Process mining
Artificial intelligence in production lines
Mechanical engineering is faced with numerous challenges such as more complex customer requirements and smaller batch sizes. One promising strategy for overcoming these is modular production.
Machine manufacturers and plant operators must continuously adapt to global competition. In addition to the existing challenges posed by disrupted supply chains, market conditions and energy costs, the focus is on two key requirements: customer requirements are increasing in complexity - both in terms of the machines themselves and in terms of IT integration - and the demand for smaller batch sizes requires machines to be quickly converted for different product variants. At the same time, these market changes are opening up exciting opportunities to improve one's own market position, as well as potential for reducing costs, increasing production efficiency and making systems more flexible and reconfigurable.
New production concepts
Some of the new requirements break with the previous focus on high cycle rates. They require machine builders and plant operators to re-evaluate existing products and develop new production concepts:
- Resilient value networks and supply chains
- Digital twins for materials, processes, production networks and the product as a whole
- Automated product configuration through AI systems
- Self-organizing process route planning
Process mining methods are used to analyse existing processes in order to identify optimization potential in the production lines. The results reveal deviations and bottlenecks by comparing the planned process with the actual workflow on the store floor. It becomes clear that, although rigid line networks are efficient for fixed product groups, they quickly reach their limits when it comes to variable product requirements. Ideally, the line should be individually adapted for each variable product group. The use of autonomous mobile machine tools and intelligent software agents enables automated adaptation of the production line to the specific product requirements. The software agents provide the machines with all the information they need to automatically group themselves into a new production line.
Software agents and agent systems
A software agent fulfills basic core functions: It is aware of its environment and can grasp it, it can interact with the environment and this interaction enables the agent to perform its task optimally. An agent is more than a digital twin, as it acts with foresight, consciously navigates through its environment and achieves goals independently. In this concept, an agent always represents a component of the real system, be it a machine, a workpiece or an order. In order to support an entire production hall, many agents are required that communicate and cooperate with each other. This creates a decentralized multi-agent system (MAS) that supports the entire production concept.
The implementation of the tasks of the multi-agent system (MAS) on real components requires both a connection to the environment by means of sensors and actuators, as well as networked communication via any communication protocols and algorithms for target determination.

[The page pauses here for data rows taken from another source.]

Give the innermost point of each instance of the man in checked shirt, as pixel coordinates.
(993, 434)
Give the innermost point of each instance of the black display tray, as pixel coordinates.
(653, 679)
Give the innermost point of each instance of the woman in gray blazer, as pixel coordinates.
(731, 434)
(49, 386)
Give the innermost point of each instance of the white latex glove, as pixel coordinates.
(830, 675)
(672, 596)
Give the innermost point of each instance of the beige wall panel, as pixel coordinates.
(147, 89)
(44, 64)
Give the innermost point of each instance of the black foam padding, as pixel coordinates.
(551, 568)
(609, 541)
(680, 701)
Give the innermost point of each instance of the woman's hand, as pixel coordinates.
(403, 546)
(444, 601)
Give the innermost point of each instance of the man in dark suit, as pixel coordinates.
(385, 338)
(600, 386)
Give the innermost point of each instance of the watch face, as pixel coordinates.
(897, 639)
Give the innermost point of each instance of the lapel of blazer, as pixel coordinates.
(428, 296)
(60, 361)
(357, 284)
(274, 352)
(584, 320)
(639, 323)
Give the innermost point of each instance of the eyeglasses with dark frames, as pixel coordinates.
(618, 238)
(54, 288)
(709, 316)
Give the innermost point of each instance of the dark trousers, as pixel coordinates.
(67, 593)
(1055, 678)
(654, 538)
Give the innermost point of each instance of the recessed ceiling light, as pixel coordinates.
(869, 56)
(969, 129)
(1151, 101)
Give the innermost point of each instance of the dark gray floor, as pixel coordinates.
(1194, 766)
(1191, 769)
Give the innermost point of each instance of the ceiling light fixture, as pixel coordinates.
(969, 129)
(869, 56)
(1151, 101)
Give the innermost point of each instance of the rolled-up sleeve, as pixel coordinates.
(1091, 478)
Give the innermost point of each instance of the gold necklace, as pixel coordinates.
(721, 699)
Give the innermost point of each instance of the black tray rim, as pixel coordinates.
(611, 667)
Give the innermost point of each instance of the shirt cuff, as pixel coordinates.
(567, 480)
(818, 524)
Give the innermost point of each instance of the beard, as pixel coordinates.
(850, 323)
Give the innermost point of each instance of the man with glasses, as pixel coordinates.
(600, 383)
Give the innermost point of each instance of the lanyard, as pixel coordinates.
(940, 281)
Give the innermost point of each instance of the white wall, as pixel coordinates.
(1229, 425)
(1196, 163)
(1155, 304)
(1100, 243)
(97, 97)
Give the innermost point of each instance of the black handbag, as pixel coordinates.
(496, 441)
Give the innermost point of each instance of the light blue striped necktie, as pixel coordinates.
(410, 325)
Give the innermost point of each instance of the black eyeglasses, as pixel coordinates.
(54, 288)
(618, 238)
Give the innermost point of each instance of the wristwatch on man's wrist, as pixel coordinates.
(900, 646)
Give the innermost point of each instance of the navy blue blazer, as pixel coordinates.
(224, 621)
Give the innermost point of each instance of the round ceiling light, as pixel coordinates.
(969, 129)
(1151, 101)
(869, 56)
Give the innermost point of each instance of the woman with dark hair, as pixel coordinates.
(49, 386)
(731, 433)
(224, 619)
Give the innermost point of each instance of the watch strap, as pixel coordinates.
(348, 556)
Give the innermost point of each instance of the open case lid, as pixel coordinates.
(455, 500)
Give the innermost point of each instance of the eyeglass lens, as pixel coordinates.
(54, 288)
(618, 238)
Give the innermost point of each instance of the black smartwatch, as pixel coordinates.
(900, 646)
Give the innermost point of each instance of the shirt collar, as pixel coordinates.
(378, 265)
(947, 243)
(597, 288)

Recently, approaches have been developed to automatically adapt the entire line structure to the product to be produced using a MAS. In these systems, the agents control the assembly of the line using Automated Guided Vehicle (AGV)-based machines, which can be coupled as required and carry out various production and process steps. Control is no longer centralized, but decentralized by intelligent agents on the store floor. This dissolves the traditional hierarchy of the production line and leads to a heterarchy of various equivalent software agents and hardware components. The resulting flexible and independent hardware modules can be used in a variety of ways. The autonomous, decentralized system also complies with RAMI 4.0 standards.
AI for finding the agent's goal
In mechanical engineering, AI is generally used in the context of machine learning, either to predict machine states in advance or to recognize patterns as part of the manufacturing process. In the environment outlined above, AI has a new task: to optimize the product-controlled structure of the production line by determining the optimal use of space on the store floor in order to operate as many production lines as possible simultaneously and to carry out job planning taking into account the use of space in order to meet delivery deadlines and other production specifications. AI can be trained for both requirements: It receives the current status of the environment and planned targets via the MAS, whereupon it can respond with production forecasts. It uses this knowledge to suggest to the agent in the production line the best current route to achieve the target. Depending on the agent's task, this can relate to the line structure, processing in the process, scheduling or any other activity.
The advantage of the overall system is that many steps can be carried out automatically without the need for manual intervention in production planning. The transparency of production is maintained, as is the possibility of manual intervention.